As always, please check out our website, 55andalive.com, for more photos, videos and Melody’s take on our great adventure.

 

 


Responses

  1. Don’t mess with freaking morons. Their fuses are as short as their dicks.

  2. Odds are fairly high that it was wheat but it’s pretty hard to distinguish from barley or rye at a distance. However, we now have our first evidence that the heat got to you — amber waves of grain are from “America the Beautiful”!

  3. In our phone conversation you never mentioned that you felt threatened by some drivers. Well, we also read. Trying to catch up to a pick-up on your bike? Yes, the heat got to you that day!
    Ride safely.

  4. Amazing. So sorry to hear about those two honkin’ jerks … but hopefully your meeting with Larry Davis — and those incredible vistas — made up for it.
    And although I know it’s a meager contribution, here’s an addition to your playlist for today: https://www.youtube.com/watch?v=91gJ9yc6MTk 🙂

  5. Hi, Mark. Those amber waves were indeed wheat. 🙂 I grew up in Nebraska and was a copy/layout editor at the Star Tribune during your time there. Ron Wade just put me onto your blog because he remembered that I grew up in Nebraska. I hope your trip will take you along the Niobrara River. It was one of the first national scenic riverways (like the St. Croix). The Sandhills are gorgeous! I’m from another part of rolling hills — the Missouri River valley about an hour south of Omaha.Enjoy the ride!

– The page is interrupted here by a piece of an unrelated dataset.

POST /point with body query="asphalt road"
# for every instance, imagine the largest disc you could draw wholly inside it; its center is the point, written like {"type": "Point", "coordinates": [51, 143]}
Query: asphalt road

    • Thanks, Suzanne! So nice of you to write. I’m soaking it all in. It’s all a treat. Hope you’re well!

  6. Mark, Are you planning on going through Omaha? I have some old Ironman buddies and bike guys that may give you a place to crash and tune up your bike. Let me know if you are and I will put the word out.

    • I also have a lot of old radio friends that work for and with me if you want some media cover.

      • Hi, Mike! We’re definitely going to end up in or around Omaha before the ragbrai. Probably a couple of days before. We’ve been using the website “warm showers” some. Any help that comes our way would be most appreciated. As for media, we’re game. People can check out the 55 and alive website and see if there’s an angle to mine there. We’ve made it into a small newspaper group in western Wyoming — next week’s editions — and I’ve been a radio guest on a sports chat show out of the bay area. Long story about how that worked out. We’re finding ways to make this trip more than just a bike trip, but in the end, that’s the driving narrative of it. If you’ve got folks who are interested, we’re happy to do anything to help them fill some airtime. Thanks for the offer, in any event. It’s very kind!

      • Mark, Let me put the word out. I ran radio stations there for many years and still have a bunch of friends there and probably along your route. Also, if you need a place to hang I will put the word out also. No promises, but what you are doing is very cool and if I can help all the better. Cheers!

  7. Thanks for giving some love to my second home. I’ve always thought Nebraska is unfairly disparaged. I still miss that landscape. Sorry for the lack of hospitality shown by some of the natives. After five years there I can tell you there’s a lot more good than bad, which I’m sure you’ll discover. Safe “driving” to you. Give the land (and Melody) my best.

  8. OK. So, now I just read Melody’s post. Never mind … In my defense I will say that I lived in the eastern part of the state… Sheesh!

    • Haha. It’s a beautiful state. A few bad eggs can’t spoil that. Thanks for the notes, Annie. Melody says hi.